Lenovo ThinkPad X300 Review – MacBook Air killer?

Lenovo probably wouldn’t admit it, but you get the impression they’re quite pleased with how they managed to crash the ultraportable party. Apple’s achingly-thin MacBook Air seemingly had just scant moments to enjoy the limelight, before leaked detailsof Lenovo’s own, Windows based rebuke, the X300, started to turn up. Before long, the company was putting out adverts surreptitiously suggesting that the Air’s compromises for extreme thinness and lack of connectivity meant that, unlike the DVD and ethernet toting X300, it couldn’t quite be called a “fully featured” ultraportable.

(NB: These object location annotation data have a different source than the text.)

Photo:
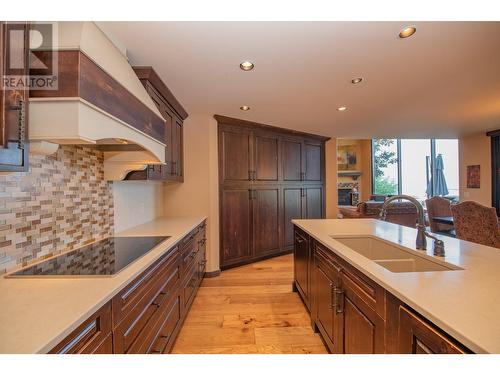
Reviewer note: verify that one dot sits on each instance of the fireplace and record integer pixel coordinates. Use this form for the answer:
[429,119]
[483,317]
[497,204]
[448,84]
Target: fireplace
[347,193]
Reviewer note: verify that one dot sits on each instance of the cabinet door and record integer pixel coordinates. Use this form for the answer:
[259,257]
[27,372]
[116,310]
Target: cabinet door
[177,148]
[292,160]
[236,225]
[266,228]
[301,259]
[326,313]
[292,209]
[313,160]
[235,153]
[417,336]
[266,158]
[14,61]
[313,202]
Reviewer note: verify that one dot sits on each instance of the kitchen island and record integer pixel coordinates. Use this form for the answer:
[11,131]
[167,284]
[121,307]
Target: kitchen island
[458,300]
[38,313]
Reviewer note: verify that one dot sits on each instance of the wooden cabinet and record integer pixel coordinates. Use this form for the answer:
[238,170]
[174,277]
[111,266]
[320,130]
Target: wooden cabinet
[266,152]
[313,202]
[266,221]
[14,61]
[326,308]
[92,337]
[360,301]
[236,216]
[353,313]
[302,262]
[313,160]
[270,164]
[235,155]
[147,314]
[417,336]
[174,115]
[292,209]
[292,164]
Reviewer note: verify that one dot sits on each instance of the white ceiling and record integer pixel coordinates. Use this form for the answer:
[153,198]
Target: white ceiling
[444,81]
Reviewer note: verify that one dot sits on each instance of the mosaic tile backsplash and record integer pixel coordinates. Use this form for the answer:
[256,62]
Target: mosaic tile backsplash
[62,203]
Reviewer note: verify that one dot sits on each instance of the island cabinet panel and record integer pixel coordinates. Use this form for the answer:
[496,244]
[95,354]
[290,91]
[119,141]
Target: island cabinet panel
[301,261]
[417,336]
[147,314]
[92,337]
[325,311]
[283,171]
[354,314]
[14,61]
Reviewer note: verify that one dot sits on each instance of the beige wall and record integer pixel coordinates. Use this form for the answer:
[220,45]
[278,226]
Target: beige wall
[136,202]
[198,195]
[331,179]
[475,150]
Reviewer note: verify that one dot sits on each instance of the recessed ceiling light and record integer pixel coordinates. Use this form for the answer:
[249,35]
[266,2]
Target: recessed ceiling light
[407,32]
[246,66]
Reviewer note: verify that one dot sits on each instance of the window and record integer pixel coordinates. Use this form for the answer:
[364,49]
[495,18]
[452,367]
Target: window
[415,167]
[385,166]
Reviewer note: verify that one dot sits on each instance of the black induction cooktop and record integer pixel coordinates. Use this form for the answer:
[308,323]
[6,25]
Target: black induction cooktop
[103,258]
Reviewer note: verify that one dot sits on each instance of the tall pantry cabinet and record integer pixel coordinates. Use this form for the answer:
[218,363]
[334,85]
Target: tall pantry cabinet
[267,177]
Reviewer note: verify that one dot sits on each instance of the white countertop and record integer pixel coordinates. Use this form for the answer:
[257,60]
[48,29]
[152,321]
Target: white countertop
[37,313]
[464,303]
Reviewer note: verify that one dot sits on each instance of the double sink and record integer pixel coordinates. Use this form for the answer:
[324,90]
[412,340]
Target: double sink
[393,257]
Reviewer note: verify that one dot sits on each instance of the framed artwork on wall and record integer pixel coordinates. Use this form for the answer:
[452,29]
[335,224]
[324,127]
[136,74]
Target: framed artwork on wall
[473,176]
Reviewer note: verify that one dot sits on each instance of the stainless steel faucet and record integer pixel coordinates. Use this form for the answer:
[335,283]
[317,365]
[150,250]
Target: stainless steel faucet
[421,242]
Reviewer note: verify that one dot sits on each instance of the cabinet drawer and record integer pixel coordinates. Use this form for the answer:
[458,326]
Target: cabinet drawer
[169,322]
[361,288]
[136,332]
[140,292]
[418,336]
[92,336]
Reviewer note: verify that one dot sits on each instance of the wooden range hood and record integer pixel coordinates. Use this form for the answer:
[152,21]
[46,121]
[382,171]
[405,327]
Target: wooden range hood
[99,102]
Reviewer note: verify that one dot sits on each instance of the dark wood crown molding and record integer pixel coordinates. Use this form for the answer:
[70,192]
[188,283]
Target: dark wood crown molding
[250,124]
[493,133]
[149,74]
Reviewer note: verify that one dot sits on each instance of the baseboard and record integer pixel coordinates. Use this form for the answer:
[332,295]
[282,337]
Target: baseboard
[212,274]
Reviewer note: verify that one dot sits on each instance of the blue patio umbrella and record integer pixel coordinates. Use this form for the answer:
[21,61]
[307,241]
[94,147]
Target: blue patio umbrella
[438,187]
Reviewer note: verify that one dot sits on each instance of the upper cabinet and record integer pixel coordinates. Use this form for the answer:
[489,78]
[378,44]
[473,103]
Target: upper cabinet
[174,115]
[268,176]
[14,61]
[267,154]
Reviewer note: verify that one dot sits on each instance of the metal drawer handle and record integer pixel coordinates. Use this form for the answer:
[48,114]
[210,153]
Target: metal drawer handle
[338,298]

It’s rare for a Windows machine manufacturer to try to so resolutely dismiss Apple – there’s usually at least a grudging respect – so when Lenovo sent an X300 to SlashGear we were keen to see how well it lived up to the claims.

Lenovo X300 - 22mm thick

Measuring 317 x 226 x 22mm and weighing 1.45kg, the X300 has roughly the same footprint as the MacBook Air but adds a few millimetres thickness (the Air’s depth is a much-quoted 4-19.4mm, while it weighs a little less than the X300 at 1.36kg). Lenovo make good use of that extra space, though; our review unit has a 1.20GHz Intel Core 2 Duo L7100 (800Mhz FSB, 4MB Cache) processor, Intel X3100 graphics, 2GB of RAM (4GB max supported), 64GB SSD, a DVD burner, a/b/g/n WiFi, Bluetooth 2.0, gigabit ethernet and an internal 3G WWAN modem. Round the edges are 3 USB ports, a D-SUB monitor port, headphone and microphone sockets (doubling as line-out and line-in), while the matte-finish 13.3-inch WXGA+ 1440 x 900 LED backlit display is crowned by an integrated 1.3-megapixel webcam and noise-cancelling microphone. Compared to the Air’s measly one USB, monitor port (albeit DVI-I) and headphone socket, the X300 is far more like a full-sized machine.